HyperLink   Locality-Centric Thread Scheduling for Bulk-synchronous Programming Models on CPU Architectures
Best Paper Award Nominee
Publication Year:
  Hee-Seok Kim, Izzat El Hajj, John A. Stratton, Steve S. Lumetta, Wen-mei Hwu
  International Symposium on Code Generation and Optimization (CGO)

With heterogeneous computing on the rise, executing programs efficiently on different devices from a single source code has become increasingly important. OpenCL, having a bulk-synchronous programming model, has been proposed as a framework for writing such performance-portable programs. Execution order of work-items in a program is unconstrained except at barrier synchronization events, giving some freedom to an implementation when scheduling workitems between synchronization points.
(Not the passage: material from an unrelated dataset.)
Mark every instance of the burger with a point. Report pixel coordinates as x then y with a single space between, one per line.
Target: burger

Many OpenCL (and CUDA) compilers have been designed for targeting multicore CPU architectures. However, scheduling work-items in prior work has been done with primary focus on correctness and vectorization. To the best of our knowledge, no existing implementations consider the impact of work-item scheduling on data locality. We propose an OpenCL compiler that performs datalocality-centric work-item scheduling. By analyzing the memory addresses accessed in loops within a kernel, our technique can make better decisions on how to schedule work-items to construct better memory access patterns, thereby improving performance. Our approach achieves geomean speedups of 3.32× over AMDs and 1.71× over Intels implementations on Parboil and Rodinia benchmarks.